图为姐妹们2月15日在戴芳家会聚。从左至右依次为:当年采访记者朱新华,“六姑娘”中的汪恒英、贾贤兰、戴金玉、贾梅英,后立者为戴芳。
舒 健摄
40多年前,戴芳和村上的5位姐妹顶住家长的反对和村民的议论,坚持晚婚,新华日报1964年报道了《她们决心要晚婚》的新闻。
如今的戴芳,头发早已灰白。看上去和普通农村老太太没有任何区别。可说起当年的情景,她眼中流露出常人少有的光彩,沉静、眷恋,还有些许骄傲。
戴芳26岁那年结了婚,嫁在本村,江宁汤山路西大队万安村。记者的回访,勾起了戴芳的回忆。
“那时,全村就数我们能‘疯’。一听说哪里放电影,七八里的路,说走就走,《南征北战》、《英雄儿女》、《智取华山》、《带枪的人》,《我们村里的年轻人》,不知看了多少遍。看了回家就聊,就想学。电影里的姑娘穿衬衫好看,我们跑到乡里扯布做,6个人一人一件花衬衫,藏在家里,出去看电影,走到半路找个茅厕换上,回来又换回原来的斜襟衣服。家家都规矩凶,男人穿衬衫可以,女人穿,就会说不像样。
“同胞姐妹都没我们几个关系好,讲义气,谁有困难都来帮忙,不分你我。
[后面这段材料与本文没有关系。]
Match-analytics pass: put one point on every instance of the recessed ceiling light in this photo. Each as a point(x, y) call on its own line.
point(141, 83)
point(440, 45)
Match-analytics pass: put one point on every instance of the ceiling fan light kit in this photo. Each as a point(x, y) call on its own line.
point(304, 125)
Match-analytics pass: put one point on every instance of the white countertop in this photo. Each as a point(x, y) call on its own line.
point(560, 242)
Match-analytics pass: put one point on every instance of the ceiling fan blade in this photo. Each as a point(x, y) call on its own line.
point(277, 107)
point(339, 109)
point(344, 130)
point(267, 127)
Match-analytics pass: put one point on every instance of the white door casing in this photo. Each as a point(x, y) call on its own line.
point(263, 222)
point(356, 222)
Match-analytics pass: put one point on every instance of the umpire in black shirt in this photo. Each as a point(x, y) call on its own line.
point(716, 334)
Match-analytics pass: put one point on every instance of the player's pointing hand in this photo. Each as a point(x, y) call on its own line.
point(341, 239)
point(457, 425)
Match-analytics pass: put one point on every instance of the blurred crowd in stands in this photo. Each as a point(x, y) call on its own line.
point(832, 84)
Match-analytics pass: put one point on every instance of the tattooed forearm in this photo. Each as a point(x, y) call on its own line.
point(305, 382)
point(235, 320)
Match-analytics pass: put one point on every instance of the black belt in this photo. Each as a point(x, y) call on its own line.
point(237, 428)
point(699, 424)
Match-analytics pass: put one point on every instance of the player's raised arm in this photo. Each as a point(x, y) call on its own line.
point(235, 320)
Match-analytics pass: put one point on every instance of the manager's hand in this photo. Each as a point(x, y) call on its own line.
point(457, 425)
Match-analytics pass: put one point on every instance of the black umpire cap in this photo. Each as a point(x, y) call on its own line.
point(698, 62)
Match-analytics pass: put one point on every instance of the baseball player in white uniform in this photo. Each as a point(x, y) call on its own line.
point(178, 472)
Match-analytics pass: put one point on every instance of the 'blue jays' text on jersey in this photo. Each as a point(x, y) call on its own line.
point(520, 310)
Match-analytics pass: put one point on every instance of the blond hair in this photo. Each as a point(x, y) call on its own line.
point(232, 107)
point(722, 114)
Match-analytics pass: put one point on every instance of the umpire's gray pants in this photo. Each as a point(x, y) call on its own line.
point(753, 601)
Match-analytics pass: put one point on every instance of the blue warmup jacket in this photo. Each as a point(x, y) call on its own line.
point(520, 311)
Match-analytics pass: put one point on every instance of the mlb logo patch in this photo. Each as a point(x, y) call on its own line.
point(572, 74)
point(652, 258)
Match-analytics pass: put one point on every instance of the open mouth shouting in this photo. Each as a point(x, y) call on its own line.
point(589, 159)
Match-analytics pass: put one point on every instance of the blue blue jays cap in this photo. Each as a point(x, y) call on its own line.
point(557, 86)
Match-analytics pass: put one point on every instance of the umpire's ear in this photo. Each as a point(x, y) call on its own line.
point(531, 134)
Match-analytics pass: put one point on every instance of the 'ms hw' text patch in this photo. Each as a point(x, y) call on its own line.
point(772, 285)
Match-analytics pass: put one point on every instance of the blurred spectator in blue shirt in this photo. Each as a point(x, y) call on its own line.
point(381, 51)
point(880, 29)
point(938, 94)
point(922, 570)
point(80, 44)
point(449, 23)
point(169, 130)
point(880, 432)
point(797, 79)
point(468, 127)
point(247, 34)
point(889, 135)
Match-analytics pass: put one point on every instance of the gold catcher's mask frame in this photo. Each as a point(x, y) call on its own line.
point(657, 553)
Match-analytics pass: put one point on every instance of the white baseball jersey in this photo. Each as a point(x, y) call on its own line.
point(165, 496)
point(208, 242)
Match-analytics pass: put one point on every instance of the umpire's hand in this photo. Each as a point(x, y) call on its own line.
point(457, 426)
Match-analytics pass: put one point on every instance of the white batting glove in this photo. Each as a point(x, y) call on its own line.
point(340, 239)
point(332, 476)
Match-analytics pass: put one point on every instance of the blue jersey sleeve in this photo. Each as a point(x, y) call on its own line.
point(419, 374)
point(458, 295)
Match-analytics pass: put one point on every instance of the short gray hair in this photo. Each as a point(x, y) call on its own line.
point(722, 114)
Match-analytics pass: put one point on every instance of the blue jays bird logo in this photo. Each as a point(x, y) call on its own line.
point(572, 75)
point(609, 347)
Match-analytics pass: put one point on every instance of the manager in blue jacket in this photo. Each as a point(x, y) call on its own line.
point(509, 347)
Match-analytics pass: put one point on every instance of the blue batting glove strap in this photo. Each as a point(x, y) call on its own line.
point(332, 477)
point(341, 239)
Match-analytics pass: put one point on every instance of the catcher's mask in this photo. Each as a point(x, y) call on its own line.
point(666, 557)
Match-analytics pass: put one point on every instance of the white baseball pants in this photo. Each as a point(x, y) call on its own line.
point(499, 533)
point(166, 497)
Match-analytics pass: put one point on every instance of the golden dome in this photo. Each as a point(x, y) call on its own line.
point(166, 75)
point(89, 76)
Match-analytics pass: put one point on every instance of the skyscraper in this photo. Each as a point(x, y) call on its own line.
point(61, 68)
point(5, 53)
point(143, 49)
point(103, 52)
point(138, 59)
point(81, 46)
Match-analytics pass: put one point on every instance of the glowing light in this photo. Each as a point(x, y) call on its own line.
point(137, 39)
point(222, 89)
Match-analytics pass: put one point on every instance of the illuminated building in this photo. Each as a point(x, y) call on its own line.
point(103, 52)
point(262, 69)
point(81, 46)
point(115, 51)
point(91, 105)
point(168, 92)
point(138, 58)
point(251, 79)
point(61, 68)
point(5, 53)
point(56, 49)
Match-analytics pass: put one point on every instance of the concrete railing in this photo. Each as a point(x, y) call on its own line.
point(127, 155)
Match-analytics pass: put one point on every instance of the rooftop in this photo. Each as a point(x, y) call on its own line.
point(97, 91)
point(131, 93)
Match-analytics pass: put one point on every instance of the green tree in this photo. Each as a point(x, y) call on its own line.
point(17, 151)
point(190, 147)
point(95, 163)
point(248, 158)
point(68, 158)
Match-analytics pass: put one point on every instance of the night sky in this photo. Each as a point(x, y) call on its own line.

大家在山上开了块荒地,种芝麻,种豆,种杂粮,商量好了,谁嫁就把东西换了钱给谁陪嫁。我们怕嫁人,苦哟。早嫁人早生孩子早受苦。周围的姑娘们十八九岁就结婚,孩子一个接一个地生,苦得没法说。我们下定决心要晚点嫁人,新社会了,不作兴旧社会那一套,谁来说都没用。怕不怕年纪大了嫁不出去?不怕,我们要人才有人才(当地话,意指长相漂亮),说干活,都是一把好手,个个得红旗。挖渠、修水利要出集体工,队里挑我们几个去,哪次不是拿荣誉回来!我们顶呱呱,名誉好,上门提亲的多呢。
“我结婚的时候,一桌酒都不摆,两人到南京看看,算旅游结婚。那个时候苦,大家都苦。现在快活了,年轻人不下地,都上班,早上出去晚上回。我们做老的也快活,栽秧请人,收割机械化,平时做做家务,养几只鸡。都好了,和以前不能比。我娘四十几岁就干不动,今年我六十九,还能担水浇菜。”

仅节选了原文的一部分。